Italy’s Prime Minister shared plans on how to reopen the country for travellers during his press conference at the G20 summit.
Mario Draghi attended a meeting of tourism ministers of the G20 on Tuesday, during which laid out the plans to use a national COVID pass to lure back travellers with the promise of a holiday without quarantines from mid-May.
“The pandemic has forced us to close down temporarily, but Italy is ready to welcome back the world,” PM said.
There are also efforts to reopen Europe to tourists from countries like the US, which is doing well on vaccinations but doesn’t have an internationally recognized certificate. The G20 ministers agreed that the future of tourism depends on internationally recognized certification.
Amid the pandemic, common international approaches to COVID-19 testing, vaccination, certification and information should be pursued to allow the lifting of inbound and outbound border restrictions as part of broader guidelines on tourism.
While the EU is racing to establish an EU-wide covid pass by June, the touristic countries like Italy, Greece and Cyprus are rushing out their own measures.
Italy to launch its green pass scheme early
Italy also opens its green pass scheme up to non-EU countries such as the US and the UK, Tourism Minister Massimo Garavaglia explained. He added the move in mid-May will help Italy “not to be competitively disadvantaged versus other countries that already have the green pass”.

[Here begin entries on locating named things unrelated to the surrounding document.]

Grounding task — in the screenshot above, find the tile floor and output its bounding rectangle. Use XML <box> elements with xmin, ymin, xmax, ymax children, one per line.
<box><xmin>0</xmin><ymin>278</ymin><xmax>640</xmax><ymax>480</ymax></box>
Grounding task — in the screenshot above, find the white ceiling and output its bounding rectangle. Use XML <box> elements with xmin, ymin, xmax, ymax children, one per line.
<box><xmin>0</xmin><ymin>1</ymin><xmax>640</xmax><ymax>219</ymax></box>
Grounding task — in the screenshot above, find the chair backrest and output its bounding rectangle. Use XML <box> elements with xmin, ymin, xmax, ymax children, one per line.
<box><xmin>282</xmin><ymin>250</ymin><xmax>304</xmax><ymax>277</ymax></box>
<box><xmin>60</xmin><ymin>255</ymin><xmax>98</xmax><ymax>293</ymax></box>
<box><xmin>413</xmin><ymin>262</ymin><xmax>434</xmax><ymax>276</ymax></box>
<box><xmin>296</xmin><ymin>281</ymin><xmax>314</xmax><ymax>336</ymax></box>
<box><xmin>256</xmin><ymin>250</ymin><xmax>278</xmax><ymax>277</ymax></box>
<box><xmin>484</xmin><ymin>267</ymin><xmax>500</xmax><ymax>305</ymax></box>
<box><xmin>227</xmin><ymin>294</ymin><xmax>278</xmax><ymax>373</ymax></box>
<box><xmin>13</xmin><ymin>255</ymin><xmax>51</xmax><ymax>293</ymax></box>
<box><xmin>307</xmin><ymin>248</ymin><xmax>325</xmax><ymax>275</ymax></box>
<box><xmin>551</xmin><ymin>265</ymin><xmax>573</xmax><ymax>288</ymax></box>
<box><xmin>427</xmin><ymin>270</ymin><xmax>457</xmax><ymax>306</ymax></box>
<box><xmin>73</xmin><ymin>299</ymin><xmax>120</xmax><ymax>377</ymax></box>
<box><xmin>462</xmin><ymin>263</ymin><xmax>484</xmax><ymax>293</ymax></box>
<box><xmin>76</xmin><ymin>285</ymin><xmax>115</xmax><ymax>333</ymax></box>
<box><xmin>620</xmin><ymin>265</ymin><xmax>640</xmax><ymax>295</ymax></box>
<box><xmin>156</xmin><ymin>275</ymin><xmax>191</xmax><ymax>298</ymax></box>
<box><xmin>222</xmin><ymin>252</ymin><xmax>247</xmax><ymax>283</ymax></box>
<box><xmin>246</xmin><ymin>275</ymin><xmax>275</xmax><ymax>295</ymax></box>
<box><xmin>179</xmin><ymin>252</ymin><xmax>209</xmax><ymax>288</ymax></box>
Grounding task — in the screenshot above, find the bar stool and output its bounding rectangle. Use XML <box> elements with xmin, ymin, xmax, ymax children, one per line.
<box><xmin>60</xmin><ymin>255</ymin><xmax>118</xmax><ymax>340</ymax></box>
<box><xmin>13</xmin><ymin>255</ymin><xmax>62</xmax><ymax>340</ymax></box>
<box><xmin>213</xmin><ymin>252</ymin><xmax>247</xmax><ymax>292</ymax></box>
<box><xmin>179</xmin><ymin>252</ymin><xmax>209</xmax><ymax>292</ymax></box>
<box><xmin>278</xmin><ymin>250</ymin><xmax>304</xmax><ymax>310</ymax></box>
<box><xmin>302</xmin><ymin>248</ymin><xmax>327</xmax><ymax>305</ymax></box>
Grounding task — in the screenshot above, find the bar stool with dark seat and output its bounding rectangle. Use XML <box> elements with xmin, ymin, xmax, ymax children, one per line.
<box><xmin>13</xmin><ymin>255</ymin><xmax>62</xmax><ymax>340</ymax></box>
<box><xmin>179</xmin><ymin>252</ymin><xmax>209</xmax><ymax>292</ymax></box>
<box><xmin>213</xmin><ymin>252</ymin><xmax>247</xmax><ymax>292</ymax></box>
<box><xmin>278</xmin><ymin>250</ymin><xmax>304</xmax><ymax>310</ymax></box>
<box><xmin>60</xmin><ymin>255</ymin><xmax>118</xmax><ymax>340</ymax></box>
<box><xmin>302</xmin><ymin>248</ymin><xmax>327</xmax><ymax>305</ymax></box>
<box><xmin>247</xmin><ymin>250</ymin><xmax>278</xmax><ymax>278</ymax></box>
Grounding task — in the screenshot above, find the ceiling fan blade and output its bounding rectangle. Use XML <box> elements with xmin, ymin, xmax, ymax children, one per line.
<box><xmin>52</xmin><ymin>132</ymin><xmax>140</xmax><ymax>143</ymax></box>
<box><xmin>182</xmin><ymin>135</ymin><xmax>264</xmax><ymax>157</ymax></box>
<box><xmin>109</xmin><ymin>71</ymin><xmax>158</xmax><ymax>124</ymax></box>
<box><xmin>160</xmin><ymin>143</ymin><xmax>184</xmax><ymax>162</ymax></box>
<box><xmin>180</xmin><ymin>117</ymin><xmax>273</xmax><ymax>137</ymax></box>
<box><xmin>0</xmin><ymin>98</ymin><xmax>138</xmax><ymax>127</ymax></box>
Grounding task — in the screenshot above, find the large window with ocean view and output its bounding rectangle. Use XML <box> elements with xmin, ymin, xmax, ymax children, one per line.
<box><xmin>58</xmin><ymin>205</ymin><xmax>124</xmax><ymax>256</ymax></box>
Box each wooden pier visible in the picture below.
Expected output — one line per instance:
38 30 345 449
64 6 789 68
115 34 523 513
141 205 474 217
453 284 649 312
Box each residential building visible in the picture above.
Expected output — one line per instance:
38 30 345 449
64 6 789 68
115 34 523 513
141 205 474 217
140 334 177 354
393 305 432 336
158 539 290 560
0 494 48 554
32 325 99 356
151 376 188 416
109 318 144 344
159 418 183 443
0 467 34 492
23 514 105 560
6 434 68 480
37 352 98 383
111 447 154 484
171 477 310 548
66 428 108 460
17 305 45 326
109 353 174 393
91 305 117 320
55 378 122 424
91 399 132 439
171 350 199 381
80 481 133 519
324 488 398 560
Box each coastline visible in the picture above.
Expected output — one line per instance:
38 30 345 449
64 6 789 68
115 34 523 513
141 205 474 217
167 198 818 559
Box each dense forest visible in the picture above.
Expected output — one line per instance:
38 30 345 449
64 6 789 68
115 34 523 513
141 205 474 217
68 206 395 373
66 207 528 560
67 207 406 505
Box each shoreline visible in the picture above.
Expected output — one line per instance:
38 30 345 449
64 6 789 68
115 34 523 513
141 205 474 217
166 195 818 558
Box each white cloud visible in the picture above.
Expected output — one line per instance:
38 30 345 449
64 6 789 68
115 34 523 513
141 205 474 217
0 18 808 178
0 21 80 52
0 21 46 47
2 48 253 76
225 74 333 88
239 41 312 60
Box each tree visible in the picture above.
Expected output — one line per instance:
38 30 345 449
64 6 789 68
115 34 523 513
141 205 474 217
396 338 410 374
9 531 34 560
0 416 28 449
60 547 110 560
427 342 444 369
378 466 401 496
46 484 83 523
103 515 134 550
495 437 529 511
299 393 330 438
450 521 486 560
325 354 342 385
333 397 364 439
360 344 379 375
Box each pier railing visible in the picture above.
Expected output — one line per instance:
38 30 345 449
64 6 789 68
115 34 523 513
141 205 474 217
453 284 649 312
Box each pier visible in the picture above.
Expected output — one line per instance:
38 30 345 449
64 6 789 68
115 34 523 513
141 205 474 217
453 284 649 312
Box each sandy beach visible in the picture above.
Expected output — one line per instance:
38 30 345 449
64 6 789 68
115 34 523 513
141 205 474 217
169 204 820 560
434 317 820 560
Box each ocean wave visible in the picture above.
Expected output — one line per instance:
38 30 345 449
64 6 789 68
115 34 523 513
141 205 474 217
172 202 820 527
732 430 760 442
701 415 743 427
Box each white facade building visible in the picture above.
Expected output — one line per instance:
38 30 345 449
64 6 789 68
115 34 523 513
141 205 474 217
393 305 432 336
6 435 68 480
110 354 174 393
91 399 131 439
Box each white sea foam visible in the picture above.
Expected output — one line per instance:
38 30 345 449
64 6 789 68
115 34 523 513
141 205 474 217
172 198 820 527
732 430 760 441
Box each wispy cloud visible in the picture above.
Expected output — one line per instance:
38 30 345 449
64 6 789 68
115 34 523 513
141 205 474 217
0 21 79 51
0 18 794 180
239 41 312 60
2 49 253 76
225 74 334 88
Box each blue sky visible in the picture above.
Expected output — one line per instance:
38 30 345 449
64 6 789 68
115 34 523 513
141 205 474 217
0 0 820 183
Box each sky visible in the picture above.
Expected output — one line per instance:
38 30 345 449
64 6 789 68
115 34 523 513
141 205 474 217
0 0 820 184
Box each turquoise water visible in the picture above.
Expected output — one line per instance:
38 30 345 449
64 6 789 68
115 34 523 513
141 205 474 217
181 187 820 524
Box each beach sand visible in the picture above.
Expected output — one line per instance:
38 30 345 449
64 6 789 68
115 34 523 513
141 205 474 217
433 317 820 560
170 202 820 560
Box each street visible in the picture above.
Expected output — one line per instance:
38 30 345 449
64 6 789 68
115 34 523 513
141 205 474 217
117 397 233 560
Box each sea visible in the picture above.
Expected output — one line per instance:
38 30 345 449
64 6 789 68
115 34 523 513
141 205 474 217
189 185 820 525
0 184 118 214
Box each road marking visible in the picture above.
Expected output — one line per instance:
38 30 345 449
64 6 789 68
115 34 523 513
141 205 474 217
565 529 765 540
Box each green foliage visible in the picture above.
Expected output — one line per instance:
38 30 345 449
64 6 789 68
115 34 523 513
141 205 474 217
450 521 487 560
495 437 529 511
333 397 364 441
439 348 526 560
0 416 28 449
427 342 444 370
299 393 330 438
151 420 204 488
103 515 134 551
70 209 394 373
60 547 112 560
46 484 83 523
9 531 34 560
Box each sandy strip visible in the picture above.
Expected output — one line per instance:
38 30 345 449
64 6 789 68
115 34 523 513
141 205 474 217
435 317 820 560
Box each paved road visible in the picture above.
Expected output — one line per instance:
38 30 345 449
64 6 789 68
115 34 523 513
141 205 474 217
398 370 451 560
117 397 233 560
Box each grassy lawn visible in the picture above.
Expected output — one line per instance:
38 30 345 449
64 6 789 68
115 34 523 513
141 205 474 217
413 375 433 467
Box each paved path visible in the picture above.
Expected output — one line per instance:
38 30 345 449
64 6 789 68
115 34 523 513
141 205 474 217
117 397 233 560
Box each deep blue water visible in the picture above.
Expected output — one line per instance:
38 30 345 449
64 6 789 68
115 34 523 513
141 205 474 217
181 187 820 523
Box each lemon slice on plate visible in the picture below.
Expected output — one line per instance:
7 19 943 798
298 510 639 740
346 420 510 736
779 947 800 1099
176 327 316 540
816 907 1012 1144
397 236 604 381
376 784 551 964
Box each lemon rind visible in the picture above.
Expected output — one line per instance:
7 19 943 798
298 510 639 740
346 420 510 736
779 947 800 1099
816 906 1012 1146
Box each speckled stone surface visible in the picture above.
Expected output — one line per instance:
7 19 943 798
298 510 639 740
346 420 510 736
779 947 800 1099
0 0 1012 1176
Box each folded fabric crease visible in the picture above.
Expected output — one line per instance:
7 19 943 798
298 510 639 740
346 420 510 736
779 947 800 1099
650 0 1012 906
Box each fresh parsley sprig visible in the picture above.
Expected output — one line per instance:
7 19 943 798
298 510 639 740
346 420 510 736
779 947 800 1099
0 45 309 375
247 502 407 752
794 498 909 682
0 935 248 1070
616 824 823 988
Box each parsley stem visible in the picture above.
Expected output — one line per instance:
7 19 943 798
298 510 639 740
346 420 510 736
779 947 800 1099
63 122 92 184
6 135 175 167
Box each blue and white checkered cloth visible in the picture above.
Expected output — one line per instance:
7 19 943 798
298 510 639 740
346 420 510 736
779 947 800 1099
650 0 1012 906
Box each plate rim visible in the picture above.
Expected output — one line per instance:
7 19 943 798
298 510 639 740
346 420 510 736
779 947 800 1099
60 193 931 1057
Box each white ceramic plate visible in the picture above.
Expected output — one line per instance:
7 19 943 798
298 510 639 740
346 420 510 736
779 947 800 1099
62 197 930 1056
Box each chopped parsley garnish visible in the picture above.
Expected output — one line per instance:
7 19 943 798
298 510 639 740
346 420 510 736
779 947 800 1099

Pandemic killed the touristic industry across the globe, in particular, the loss of foreign tourists last year cost Italy €28 billion. The G20 ministers noting that last year tourist arrivals fell by almost three-quarters which cost 62 million jobs around the world.
“The resumption of travel and tourism is crucial for global economic recovery,” G20 ministers said in a joint communiqué.
The officials from the EU Council and European Parliament met for the first time Monday to discuss the digital green certificates. The EU Parliament wants the pass to be used to lift additional travel restrictions such as quarantines, but member countries insist that should be up to EU capitals.